Re: [RFC PATCH v1 0/8] Introduce mseal() syscall

From: Theo de Raadt
Date: Fri Oct 20 2023 - 12:27:36 EST


Stephen Röttger <sroettger@xxxxxxxxxx> wrote:

> > I do like us starting with just "mimmutable()", since it already
> > exists. Particularly if chrome already knows how to use it.
> >
> > Maybe add a flag field (require it to be zero initially) just to allow
> > any future expansion. Maybe the chrome team has *wanted* to have some
> > finer granularity thing and currently doesn't use mimmutable() in some
> > case?
>
> Yes, we do have a use case in Chrome to split the sealing into unmap and
> mprotect which will allow us to seal additional pages that we can't seal with
> pure mimmutable().

> For example, we have pkey-tagged RWX memory that we want to seal. Since
> the memory is already RWX and the pkey controls write access, we don't care
> about permission changes but sometimes we do need to mprotect data only
> pages.

Let me try to decompose this statement.

This is clearly for the JIT. You can pivot between the a JIT generated
code mapping being RW and RX (or X-only), the object will pivot between
W or X to satisfy W^X policy for safety.

I think you are talking about a RWX MAP_ANON object.

Then you use pkey_alloc() to get a PKEY. pkey_mprotect() sets the PKEY on
the region. I argue you can then make it entirely immutable / sealed.

Let's say it is fully immutable / sealed.

After which, you can change the in-processor PKU register (using pkey_set)
to toggle the Write-Inhibit and eXecute-Inhibit bits on that key.

The immutable object has a dangerous RWX permission. But the specific
PKEY making it either RX (or X-only) or RW depending upon your context.
The mapping is never exposed as RWX. The PKU model reduces the
permission access of the object below the immutable permission level.

The security depends on the PKEY WI/XI bits being difficult to control.

SADLY on x86, this is managed with a PKRU userland register which is changeble
without any supervisor control -- yes, it seems quite dangerous.
Changing it requires a complicated MSR dance. It is unfortunate that
the pkey_set() library function is easily reachedable in the PLT via ROP
methods. On non-x86 cpus that have similar functionality, the register
is privileged, but operating supporting it generally change it and
return immediately.

The problem you seem to have with fully locked mseal() in chrome seems
to be here:

> about permission changes but sometimes we do need to mprotect data only
> pages.

Does that data have to be in the same region? Can your allocator not
put the non-code pieces of the JIT elsewhere, with a different
permission, fully immutable / msealed -- and perhaps even managed with a
different PKEY if neccessary?

May that requires a huge rearchitecture. But isn't the root problem here
that data and code are being handled in the same object with a shared
permission model?

> But the munmap sealing will provide protection against implicit changes of the
> pkey in this case which would happen if a page gets unmapped and another
> mapped in its place.

That primitive feels so weird, I have a difficult time believing it will
remain unattackable in the long term.


But what if you could replace mprotect() with pkey_mprotect() upon a
different key.. ?

--

A few more notes comparing what OpenBSD has done compared to Linux:


In OpenBSD, we do not have the pkey library. We have stolen one of the
PKEY and use it for kernel support of xonly for kernel code and userland
code. On x86 we recognize that userland can flip the permission by whacking
the RPKU register -- which would make xonly code readable. (The chrome data
you are trying to guard faces the same problem).

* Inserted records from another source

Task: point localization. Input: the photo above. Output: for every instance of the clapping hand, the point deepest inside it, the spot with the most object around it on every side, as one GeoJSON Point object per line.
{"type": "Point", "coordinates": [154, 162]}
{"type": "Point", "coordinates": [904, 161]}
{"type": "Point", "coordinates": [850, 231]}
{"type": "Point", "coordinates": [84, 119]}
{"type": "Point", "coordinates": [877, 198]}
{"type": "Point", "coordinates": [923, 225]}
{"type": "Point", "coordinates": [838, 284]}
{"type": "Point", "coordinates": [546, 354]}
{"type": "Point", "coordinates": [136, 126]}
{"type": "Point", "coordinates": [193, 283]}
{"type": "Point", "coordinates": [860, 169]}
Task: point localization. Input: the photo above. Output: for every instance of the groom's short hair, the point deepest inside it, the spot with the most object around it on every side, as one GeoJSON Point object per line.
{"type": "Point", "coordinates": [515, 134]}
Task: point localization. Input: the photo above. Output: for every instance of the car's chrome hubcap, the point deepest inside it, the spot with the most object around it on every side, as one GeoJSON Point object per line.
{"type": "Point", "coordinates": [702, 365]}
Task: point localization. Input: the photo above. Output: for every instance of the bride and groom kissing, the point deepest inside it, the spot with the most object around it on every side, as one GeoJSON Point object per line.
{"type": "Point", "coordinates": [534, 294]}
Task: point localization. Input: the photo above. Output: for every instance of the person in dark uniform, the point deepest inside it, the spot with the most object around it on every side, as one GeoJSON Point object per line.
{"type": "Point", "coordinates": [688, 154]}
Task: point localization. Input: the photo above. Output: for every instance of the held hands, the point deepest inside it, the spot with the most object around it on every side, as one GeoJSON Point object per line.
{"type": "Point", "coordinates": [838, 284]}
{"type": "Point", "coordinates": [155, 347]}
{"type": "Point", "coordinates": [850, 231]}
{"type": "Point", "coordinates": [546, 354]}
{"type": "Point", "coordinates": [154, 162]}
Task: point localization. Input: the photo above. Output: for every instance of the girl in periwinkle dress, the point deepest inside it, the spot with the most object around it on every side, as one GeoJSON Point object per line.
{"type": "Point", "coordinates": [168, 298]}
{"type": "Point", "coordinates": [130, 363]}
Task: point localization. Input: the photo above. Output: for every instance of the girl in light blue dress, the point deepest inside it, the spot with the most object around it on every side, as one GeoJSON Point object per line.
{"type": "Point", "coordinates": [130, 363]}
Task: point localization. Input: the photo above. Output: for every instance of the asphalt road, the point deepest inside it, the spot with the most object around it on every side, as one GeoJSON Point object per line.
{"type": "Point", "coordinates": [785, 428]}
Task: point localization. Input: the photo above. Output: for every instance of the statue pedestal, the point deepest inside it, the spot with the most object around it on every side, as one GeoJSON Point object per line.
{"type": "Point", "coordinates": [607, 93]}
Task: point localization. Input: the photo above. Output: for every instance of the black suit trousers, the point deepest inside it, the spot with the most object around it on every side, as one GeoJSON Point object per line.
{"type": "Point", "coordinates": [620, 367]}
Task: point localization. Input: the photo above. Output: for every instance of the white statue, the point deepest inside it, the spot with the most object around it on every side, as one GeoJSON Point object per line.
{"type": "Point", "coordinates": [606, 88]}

To prevent that, a majority of traps in the kernel (page faults,
interrupts, etc) check if the PKRU register has been modified, and kill
the process. It is statistically strong.

We are not making pkey available as a userland feature, but if we later
do so we would still have 15 pkeys to play with. We would probably make
the pkey_set() operation a system call, so the trap handler can also
observe RPKU register modifications by the instruction.

Above, I mentioned pivoting between "RW or RX (or X-only)". On OpenBSD, chrome would be
able to pivot between RW and X-only.

When it comes to Pkey utilization, we've ended up in a very different
place than Linux.